- Education: Stanford University
- Father: Ashok Agrawala
- Awards: MacArthur Fellowship (2009)
- Scientific career
- Fields: Computer scientist
- Institutions: Berkeley, Stanford
- Doctoral advisor: Pat Hanrahan

= Maneesh Agrawala =

American computer scientist (born 1972)

Maneesh Agrawala (born 1972) is a professor of computer science at Stanford University. He returned to Stanford in 2015 as the director of the Brown Institute for Media Innovation, after nearly a decade on the faculty at the University of California, Berkeley.

==Life and work==
Maneesh Agrawala was born to computer-science professor Ashok Agrawala from the University of Maryland. He attended the Science, Mathematics, and Computer Science Magnet Program at Montgomery Blair High School in Silver Spring, MD, where he was part of a team (including Howard Gobioff) that won a supercomputer in the 1988 SuperQuest competition. He was a finalist in the 1990 Westinghouse Science Talent Search.

He received a B.S. in mathematics in 1994 and a Ph.D. in computer science in 2002, both from Stanford University. While attending Stanford, he worked as a software consultant at Vicinity Corporation and in the rendering software group at Pixar Animation Studios. He received a film credit for Pixar's A Bug's Life. After graduating, Agrawala worked at Microsoft Research for three years, before joining the faculty at the University of California, Berkeley.

Agrawala's work focuses on the design of visual interfaces that help a user process digital information, often using cognitive design concepts. For instance, LineDrive, a program developed by Agrawala, creates route maps that resemble hand-drawn maps, adapting cognitive and map-making techniques to help a computer user process information on a route. This work was the focus of his 2002 Ph.D. dissertation, "Visualizing Route Maps". He has also adapted cognitive science into visual interfaces for complex 3D models.

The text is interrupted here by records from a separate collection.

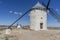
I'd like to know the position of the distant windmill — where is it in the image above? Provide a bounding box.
[8,0,60,30]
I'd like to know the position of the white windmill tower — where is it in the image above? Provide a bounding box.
[8,0,60,31]
[30,2,47,30]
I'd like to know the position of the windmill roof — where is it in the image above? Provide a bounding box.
[33,2,45,8]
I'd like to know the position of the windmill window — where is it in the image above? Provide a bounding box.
[41,17,43,19]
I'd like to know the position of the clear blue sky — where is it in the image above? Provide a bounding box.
[0,0,60,27]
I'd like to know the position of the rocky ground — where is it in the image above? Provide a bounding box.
[0,29,60,40]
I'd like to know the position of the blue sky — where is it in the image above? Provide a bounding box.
[0,0,60,27]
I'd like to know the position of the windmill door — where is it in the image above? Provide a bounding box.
[40,23,43,29]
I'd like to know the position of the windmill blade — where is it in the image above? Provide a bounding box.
[48,8,60,21]
[8,9,31,29]
[41,2,47,7]
[46,0,51,9]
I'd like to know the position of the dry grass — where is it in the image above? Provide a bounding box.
[0,29,60,40]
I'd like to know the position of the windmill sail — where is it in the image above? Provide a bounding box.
[8,9,30,29]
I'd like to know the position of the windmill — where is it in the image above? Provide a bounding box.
[8,0,60,29]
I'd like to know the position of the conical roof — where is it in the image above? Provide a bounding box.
[33,2,45,8]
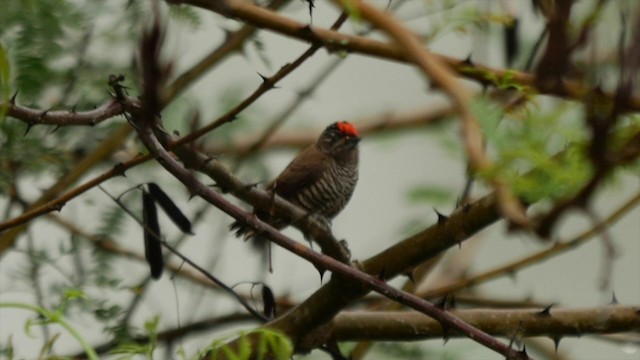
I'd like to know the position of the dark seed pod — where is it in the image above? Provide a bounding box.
[142,191,164,280]
[262,285,276,319]
[147,183,193,234]
[504,19,520,66]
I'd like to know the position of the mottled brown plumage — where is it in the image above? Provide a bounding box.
[231,121,360,242]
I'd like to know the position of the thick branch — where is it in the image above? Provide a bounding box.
[327,305,640,341]
[168,0,640,111]
[0,99,124,126]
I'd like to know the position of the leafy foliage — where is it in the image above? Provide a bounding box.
[194,328,293,360]
[472,99,591,202]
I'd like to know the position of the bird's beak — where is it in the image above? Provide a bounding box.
[344,136,362,148]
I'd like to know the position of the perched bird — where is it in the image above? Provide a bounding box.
[230,121,360,240]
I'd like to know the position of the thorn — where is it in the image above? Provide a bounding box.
[551,336,562,354]
[313,264,327,283]
[113,162,127,177]
[377,267,387,281]
[300,25,316,40]
[245,181,260,190]
[402,271,416,286]
[22,122,35,137]
[518,345,529,359]
[51,202,65,212]
[433,208,449,225]
[38,109,51,120]
[222,29,234,42]
[9,90,18,105]
[461,54,475,66]
[433,294,449,310]
[440,324,450,345]
[536,304,553,317]
[593,83,604,96]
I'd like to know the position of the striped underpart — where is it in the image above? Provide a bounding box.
[295,161,358,219]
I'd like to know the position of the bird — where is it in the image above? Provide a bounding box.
[230,121,361,247]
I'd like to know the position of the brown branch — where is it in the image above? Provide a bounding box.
[174,0,640,111]
[0,99,124,126]
[0,124,135,255]
[208,105,454,156]
[131,117,529,359]
[326,305,640,341]
[332,0,528,226]
[419,193,640,298]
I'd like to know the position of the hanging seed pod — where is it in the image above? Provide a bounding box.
[142,191,164,280]
[262,285,276,319]
[147,183,193,234]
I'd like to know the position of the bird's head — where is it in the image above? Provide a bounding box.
[318,121,360,156]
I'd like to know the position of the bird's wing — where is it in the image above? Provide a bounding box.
[267,145,331,201]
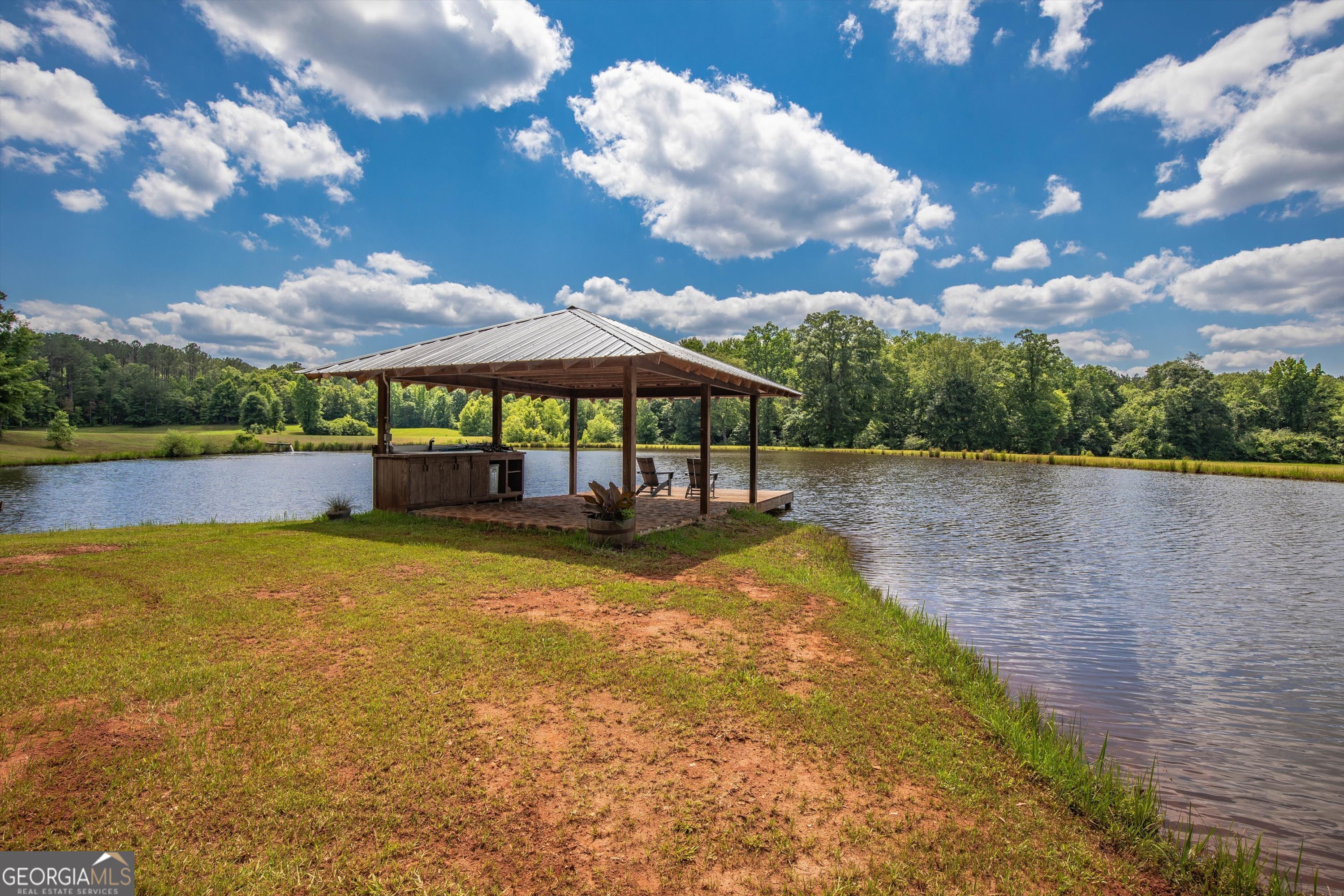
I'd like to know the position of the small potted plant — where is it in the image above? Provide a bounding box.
[327,494,353,520]
[583,482,634,548]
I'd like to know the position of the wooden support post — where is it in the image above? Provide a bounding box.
[621,362,638,491]
[491,380,504,445]
[747,395,761,509]
[374,375,392,454]
[570,395,579,494]
[700,383,710,516]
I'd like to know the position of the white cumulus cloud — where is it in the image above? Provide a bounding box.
[941,273,1161,333]
[1199,321,1344,353]
[262,212,349,251]
[0,19,32,52]
[1167,238,1344,314]
[1125,246,1191,289]
[16,298,155,343]
[191,0,573,120]
[1027,0,1101,71]
[839,12,863,58]
[1093,0,1344,224]
[567,62,953,284]
[130,99,363,219]
[51,190,108,212]
[56,253,542,363]
[1153,156,1185,184]
[872,0,980,66]
[1036,175,1083,218]
[509,116,560,161]
[992,239,1050,270]
[0,59,132,171]
[1203,348,1288,374]
[28,0,138,69]
[0,146,65,175]
[555,277,938,339]
[1052,329,1148,366]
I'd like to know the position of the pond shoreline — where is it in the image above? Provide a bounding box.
[0,430,1344,482]
[0,510,1317,893]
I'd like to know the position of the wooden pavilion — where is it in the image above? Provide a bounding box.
[304,306,801,516]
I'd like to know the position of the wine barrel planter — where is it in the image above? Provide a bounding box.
[589,516,634,548]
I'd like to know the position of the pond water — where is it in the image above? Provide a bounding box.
[0,451,1344,887]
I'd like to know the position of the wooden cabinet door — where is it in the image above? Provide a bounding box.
[472,457,491,501]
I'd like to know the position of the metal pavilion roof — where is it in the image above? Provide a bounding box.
[304,306,801,398]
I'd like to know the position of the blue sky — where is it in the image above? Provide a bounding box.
[0,0,1344,374]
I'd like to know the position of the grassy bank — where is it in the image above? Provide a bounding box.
[0,426,476,466]
[0,512,1306,893]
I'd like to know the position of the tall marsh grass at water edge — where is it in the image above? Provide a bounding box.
[874,590,1318,896]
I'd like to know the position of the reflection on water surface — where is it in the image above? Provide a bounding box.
[0,451,1344,885]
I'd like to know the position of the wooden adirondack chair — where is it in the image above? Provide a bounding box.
[685,457,719,498]
[634,457,676,495]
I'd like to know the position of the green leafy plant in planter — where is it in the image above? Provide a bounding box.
[327,494,355,520]
[583,482,634,548]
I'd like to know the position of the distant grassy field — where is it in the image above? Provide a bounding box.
[0,426,1344,482]
[0,512,1301,896]
[0,426,480,466]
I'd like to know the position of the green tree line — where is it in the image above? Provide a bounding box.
[0,294,1344,462]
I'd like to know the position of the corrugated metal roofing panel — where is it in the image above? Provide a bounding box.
[304,308,797,395]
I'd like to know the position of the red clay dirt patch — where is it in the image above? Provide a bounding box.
[476,588,737,666]
[453,689,957,892]
[0,700,176,806]
[0,544,121,572]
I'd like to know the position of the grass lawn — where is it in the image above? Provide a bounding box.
[0,426,488,466]
[0,512,1269,893]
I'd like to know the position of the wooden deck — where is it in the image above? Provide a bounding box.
[414,489,793,534]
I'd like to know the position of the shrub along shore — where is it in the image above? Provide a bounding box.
[0,510,1306,893]
[0,426,1344,482]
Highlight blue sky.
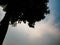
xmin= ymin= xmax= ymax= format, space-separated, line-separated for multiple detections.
xmin=0 ymin=0 xmax=60 ymax=45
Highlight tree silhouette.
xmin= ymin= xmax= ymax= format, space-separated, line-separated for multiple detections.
xmin=0 ymin=0 xmax=49 ymax=45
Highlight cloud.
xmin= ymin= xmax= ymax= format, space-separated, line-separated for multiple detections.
xmin=3 ymin=15 xmax=60 ymax=45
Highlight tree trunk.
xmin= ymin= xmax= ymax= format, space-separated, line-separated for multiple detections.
xmin=0 ymin=13 xmax=9 ymax=45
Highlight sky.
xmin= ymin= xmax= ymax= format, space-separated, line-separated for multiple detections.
xmin=0 ymin=0 xmax=60 ymax=45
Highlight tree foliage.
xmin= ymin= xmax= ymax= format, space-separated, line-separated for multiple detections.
xmin=0 ymin=0 xmax=49 ymax=27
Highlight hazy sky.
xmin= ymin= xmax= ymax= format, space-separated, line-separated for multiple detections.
xmin=0 ymin=0 xmax=60 ymax=45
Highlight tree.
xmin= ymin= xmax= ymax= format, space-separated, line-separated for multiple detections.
xmin=0 ymin=0 xmax=49 ymax=45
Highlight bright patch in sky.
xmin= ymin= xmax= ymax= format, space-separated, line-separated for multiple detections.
xmin=0 ymin=0 xmax=60 ymax=45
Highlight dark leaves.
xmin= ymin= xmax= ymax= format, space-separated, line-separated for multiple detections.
xmin=0 ymin=0 xmax=49 ymax=27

Agrawala has also developed a system that creates step-by-step assembly instructions for complex machines, using the idea of exploded views to help the user understand the spatial relationships between elements. His user-centric approach is viewed as having broad applicability in the fields of computer graphics and user interfaces.

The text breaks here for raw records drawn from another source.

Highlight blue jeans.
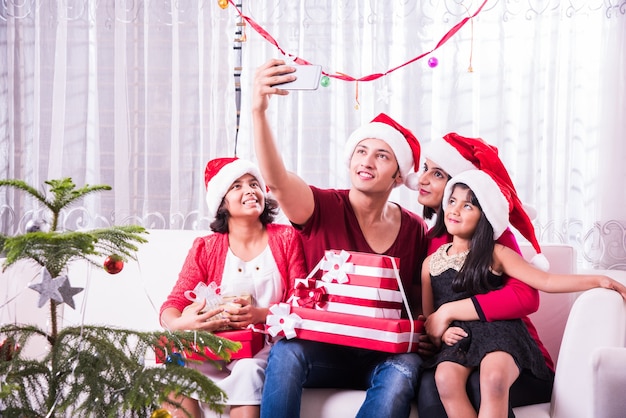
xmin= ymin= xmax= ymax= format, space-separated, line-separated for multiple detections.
xmin=261 ymin=339 xmax=422 ymax=418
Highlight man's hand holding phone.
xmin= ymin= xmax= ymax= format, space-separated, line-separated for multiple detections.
xmin=272 ymin=64 xmax=322 ymax=90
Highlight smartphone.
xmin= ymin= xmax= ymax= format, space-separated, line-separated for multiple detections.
xmin=272 ymin=64 xmax=322 ymax=90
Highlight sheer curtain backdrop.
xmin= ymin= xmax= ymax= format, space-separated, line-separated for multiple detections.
xmin=0 ymin=0 xmax=626 ymax=269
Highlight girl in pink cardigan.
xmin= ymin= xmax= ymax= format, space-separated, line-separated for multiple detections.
xmin=160 ymin=158 xmax=306 ymax=418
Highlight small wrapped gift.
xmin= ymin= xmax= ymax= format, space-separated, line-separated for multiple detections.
xmin=155 ymin=325 xmax=265 ymax=363
xmin=266 ymin=303 xmax=424 ymax=353
xmin=288 ymin=250 xmax=404 ymax=319
xmin=319 ymin=250 xmax=400 ymax=290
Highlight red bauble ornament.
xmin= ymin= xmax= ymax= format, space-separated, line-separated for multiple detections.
xmin=104 ymin=254 xmax=124 ymax=274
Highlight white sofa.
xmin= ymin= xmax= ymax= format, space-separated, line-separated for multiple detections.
xmin=0 ymin=230 xmax=626 ymax=418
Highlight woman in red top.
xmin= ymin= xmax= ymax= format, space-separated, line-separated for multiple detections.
xmin=417 ymin=133 xmax=554 ymax=418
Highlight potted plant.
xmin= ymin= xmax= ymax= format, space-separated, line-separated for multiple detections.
xmin=0 ymin=178 xmax=240 ymax=418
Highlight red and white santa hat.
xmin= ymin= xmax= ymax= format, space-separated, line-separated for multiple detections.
xmin=204 ymin=157 xmax=267 ymax=222
xmin=344 ymin=113 xmax=420 ymax=190
xmin=443 ymin=169 xmax=550 ymax=270
xmin=424 ymin=132 xmax=537 ymax=219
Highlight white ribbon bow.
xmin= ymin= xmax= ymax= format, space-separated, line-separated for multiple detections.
xmin=265 ymin=303 xmax=302 ymax=340
xmin=322 ymin=250 xmax=354 ymax=283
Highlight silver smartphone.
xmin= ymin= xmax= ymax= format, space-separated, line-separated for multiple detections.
xmin=273 ymin=64 xmax=322 ymax=90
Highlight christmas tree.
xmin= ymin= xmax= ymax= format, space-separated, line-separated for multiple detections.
xmin=0 ymin=178 xmax=240 ymax=418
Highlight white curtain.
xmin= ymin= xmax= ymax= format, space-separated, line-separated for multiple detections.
xmin=0 ymin=0 xmax=626 ymax=268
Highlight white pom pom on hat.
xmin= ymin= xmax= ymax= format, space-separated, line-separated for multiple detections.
xmin=204 ymin=157 xmax=267 ymax=222
xmin=344 ymin=113 xmax=421 ymax=190
xmin=443 ymin=170 xmax=550 ymax=271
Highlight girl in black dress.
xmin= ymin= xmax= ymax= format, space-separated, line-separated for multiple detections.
xmin=422 ymin=170 xmax=626 ymax=417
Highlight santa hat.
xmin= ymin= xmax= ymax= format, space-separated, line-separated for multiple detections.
xmin=424 ymin=132 xmax=537 ymax=219
xmin=344 ymin=113 xmax=420 ymax=190
xmin=204 ymin=157 xmax=267 ymax=222
xmin=443 ymin=170 xmax=550 ymax=270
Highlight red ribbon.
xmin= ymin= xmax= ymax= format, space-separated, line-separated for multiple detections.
xmin=228 ymin=0 xmax=487 ymax=81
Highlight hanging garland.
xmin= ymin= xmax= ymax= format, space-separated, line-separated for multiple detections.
xmin=218 ymin=0 xmax=487 ymax=82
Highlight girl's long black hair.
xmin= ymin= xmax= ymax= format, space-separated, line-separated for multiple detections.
xmin=429 ymin=183 xmax=498 ymax=295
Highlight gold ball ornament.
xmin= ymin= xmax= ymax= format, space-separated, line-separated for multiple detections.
xmin=150 ymin=408 xmax=172 ymax=418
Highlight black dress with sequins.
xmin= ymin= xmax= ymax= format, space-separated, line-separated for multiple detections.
xmin=424 ymin=244 xmax=551 ymax=379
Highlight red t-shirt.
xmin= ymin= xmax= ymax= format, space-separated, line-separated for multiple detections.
xmin=296 ymin=186 xmax=428 ymax=306
xmin=428 ymin=228 xmax=554 ymax=371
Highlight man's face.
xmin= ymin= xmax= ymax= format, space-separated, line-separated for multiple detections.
xmin=350 ymin=138 xmax=402 ymax=190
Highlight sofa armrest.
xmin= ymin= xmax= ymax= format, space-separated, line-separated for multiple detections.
xmin=592 ymin=347 xmax=626 ymax=418
xmin=551 ymin=289 xmax=626 ymax=418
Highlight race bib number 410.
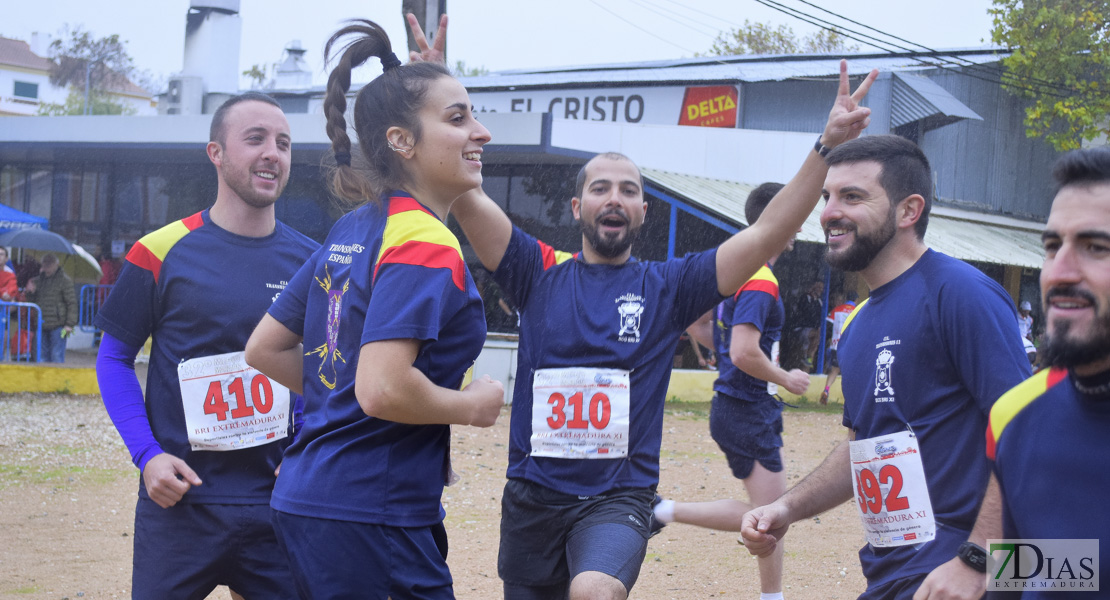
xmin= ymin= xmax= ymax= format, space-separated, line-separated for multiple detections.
xmin=532 ymin=367 xmax=630 ymax=458
xmin=178 ymin=352 xmax=290 ymax=450
xmin=850 ymin=431 xmax=937 ymax=547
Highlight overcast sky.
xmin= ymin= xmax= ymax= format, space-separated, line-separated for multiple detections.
xmin=0 ymin=0 xmax=991 ymax=88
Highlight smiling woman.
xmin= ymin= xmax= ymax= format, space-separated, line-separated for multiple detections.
xmin=246 ymin=14 xmax=504 ymax=598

Agrawala is the recipient of multiple awards, including an Okawa Foundation Research Grant in 2006, a Sloan Fellowship and NSF CAREER Award in 2007, a SIGGRAPH Significant New Researcher Award in 2008, and a MacArthur Foundation Fellowship in 2009. He was named to the 2022 class of ACM Fellows, "for contributions to visual communication through computer graphics, human-computer interaction, and information visualization".